Both patches sit in patches-flag-029/ next to this memo. Total: 11/11 new tests pass in 0.15 s. No regressions in test_halt_reason_lifecycle.py (4/4 pass).

Branch base: df168f0 (Merge branch chore/archive-cleanup into local-katja-main — your Branch #3 merge).

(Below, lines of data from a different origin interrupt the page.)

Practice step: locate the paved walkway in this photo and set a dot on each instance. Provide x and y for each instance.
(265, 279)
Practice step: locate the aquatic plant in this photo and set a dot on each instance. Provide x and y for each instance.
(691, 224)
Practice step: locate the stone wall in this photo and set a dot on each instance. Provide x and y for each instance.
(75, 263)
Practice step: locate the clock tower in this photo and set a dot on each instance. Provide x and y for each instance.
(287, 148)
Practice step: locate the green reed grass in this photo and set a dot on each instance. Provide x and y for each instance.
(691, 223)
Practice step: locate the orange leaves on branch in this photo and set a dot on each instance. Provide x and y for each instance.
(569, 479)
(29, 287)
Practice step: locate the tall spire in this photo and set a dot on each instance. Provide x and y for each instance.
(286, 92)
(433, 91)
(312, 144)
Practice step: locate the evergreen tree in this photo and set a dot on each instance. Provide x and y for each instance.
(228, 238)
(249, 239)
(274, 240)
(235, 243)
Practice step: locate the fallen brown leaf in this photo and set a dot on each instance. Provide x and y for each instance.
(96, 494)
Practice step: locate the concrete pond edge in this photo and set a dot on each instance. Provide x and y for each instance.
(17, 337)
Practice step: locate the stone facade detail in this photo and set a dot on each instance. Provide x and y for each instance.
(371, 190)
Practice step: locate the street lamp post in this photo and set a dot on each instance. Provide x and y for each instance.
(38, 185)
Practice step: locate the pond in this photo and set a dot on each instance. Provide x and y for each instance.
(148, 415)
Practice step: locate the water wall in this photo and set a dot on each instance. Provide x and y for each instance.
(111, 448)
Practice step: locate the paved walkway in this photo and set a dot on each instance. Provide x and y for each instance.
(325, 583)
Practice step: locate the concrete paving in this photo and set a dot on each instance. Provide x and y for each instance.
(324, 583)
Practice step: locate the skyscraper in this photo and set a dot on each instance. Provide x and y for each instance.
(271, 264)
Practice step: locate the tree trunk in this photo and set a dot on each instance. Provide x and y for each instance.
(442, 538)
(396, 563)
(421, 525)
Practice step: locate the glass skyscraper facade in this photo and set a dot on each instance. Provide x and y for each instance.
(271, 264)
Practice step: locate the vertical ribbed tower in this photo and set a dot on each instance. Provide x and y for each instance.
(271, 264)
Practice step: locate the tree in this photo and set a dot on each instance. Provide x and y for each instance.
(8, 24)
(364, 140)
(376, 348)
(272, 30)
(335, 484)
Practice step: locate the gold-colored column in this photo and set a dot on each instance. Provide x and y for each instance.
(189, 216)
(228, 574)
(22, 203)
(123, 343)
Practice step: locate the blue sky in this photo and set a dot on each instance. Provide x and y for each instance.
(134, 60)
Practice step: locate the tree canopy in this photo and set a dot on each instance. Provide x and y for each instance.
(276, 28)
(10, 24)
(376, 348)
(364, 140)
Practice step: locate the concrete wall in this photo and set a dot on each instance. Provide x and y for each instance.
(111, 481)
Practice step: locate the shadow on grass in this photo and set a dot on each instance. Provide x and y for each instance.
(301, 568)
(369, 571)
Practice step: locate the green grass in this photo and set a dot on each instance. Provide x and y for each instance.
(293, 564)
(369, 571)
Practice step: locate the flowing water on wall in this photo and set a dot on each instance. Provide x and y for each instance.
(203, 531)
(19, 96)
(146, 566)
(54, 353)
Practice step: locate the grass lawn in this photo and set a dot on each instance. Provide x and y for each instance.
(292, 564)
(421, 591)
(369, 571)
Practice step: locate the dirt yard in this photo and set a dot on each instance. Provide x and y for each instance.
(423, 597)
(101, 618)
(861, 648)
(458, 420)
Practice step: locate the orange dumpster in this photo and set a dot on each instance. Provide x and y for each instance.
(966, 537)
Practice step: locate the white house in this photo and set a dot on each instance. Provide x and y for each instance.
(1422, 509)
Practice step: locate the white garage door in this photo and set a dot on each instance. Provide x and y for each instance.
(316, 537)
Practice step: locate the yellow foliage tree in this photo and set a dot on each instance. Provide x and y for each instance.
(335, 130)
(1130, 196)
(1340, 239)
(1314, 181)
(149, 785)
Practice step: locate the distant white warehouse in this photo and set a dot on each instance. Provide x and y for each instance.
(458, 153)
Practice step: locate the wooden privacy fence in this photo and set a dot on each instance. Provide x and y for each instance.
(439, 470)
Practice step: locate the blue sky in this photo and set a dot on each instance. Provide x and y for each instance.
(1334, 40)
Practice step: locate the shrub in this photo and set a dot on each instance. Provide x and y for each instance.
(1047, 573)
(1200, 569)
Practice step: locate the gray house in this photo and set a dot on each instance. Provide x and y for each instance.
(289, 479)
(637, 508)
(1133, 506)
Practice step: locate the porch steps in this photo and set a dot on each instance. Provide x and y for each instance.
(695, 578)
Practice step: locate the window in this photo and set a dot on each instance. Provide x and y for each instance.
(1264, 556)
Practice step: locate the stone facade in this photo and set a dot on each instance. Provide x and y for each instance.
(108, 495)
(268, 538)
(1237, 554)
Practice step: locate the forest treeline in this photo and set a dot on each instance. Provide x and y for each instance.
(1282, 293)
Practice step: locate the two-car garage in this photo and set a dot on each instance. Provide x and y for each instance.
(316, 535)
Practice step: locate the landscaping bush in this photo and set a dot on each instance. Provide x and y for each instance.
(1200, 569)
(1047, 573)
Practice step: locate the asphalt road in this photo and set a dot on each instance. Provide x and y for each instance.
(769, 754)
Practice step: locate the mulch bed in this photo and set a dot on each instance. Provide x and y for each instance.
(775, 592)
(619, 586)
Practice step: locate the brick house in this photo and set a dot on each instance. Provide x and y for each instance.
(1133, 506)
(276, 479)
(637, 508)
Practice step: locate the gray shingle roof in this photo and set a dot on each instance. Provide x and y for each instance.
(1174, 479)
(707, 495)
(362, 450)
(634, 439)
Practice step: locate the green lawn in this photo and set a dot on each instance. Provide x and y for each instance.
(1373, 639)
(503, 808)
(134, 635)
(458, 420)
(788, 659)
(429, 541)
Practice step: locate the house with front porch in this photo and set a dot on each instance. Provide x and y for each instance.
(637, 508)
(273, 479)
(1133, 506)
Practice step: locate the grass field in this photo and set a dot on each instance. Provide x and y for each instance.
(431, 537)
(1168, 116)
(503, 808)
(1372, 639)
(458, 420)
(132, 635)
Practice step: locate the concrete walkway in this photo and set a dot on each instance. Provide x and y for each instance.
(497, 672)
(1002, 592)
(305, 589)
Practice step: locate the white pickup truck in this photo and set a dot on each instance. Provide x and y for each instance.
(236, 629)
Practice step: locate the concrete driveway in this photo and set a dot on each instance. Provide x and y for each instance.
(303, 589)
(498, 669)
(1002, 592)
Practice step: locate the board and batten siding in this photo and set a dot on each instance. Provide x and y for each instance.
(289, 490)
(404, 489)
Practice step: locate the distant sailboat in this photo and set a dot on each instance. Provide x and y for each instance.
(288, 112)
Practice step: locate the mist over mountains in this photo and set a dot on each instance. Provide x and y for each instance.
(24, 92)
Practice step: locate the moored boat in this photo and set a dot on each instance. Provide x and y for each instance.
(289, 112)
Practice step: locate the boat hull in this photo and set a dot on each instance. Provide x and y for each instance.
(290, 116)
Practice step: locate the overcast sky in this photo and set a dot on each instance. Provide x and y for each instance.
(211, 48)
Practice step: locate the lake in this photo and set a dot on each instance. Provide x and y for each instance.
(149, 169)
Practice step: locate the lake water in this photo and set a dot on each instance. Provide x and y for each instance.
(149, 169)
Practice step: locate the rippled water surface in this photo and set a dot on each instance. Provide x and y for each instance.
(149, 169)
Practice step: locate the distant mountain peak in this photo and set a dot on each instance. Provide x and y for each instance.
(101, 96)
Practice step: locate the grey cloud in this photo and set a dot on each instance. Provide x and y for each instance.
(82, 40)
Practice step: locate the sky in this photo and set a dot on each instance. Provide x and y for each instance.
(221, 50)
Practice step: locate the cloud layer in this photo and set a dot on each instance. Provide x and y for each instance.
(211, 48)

Commit 1 — FLAG-029a: async pin + submit_and_wait safety

Changes

  • pyproject.toml: "xrpl-py>=2.4,""xrpl-py>=2.4,<3.0" (Q1 ruling).
  • neo_engine/xrpl_gateway.py:
  • import inspect.
  • New module-level helper _submit_and_wait_safe(tx, client, wallet). Imports submit_and_wait internally; raises RuntimeError before invocation if it's a coroutine function; if the call returns a coroutine, calls .close() on it before raising (prevents "coroutine was never awaited" RuntimeWarnings).
  • Three call sites migrated: submit_offer_create, submit_offer_replace_atomic, submit_offer_cancel — each now response = _submit_and_wait_safe(tx, client, wallet) with the inline from xrpl.transaction import submit_and_wait import removed.
  • XRPLGateway.__init__ smoke check: probes inspect.iscoroutinefunction(submit_and_wait) after the log.info init line. If True → log.error + raise GatewayError. ImportError is swallowed (paper/dry-run dev envs without xrpl-py installed continue to work; per-call ImportError branches handle it).
  • tests/test_flag_029_async_safety.py (new, 6 tests):
  • _submit_and_wait_safe passes sync responses through.
  • _submit_and_wait_safe raises on async def submit_and_wait (before invocation — coroutine never created).
  • _submit_and_wait_safe raises + closes coroutine when sync function returns an awaitable.
  • XRPLGateway.__init__ succeeds on sync submit_and_wait.
  • XRPLGateway.__init__ raises GatewayError on async def submit_and_wait.
  • XRPLGateway.__init__ tolerates xrpl-py not installed (paper mode).

Behaviour invariants

  • On xrpl-py 2.x sync: _submit_and_wait_safe is a pure pass-through. No behaviour change on the happy path.
  • On xrpl-py 3.x async (hypothetical silent bump): engine refuses to start at init, and even if init were somehow bypassed the per-call helper would raise on every submit before the on-chain call runs. No ghost orders possible.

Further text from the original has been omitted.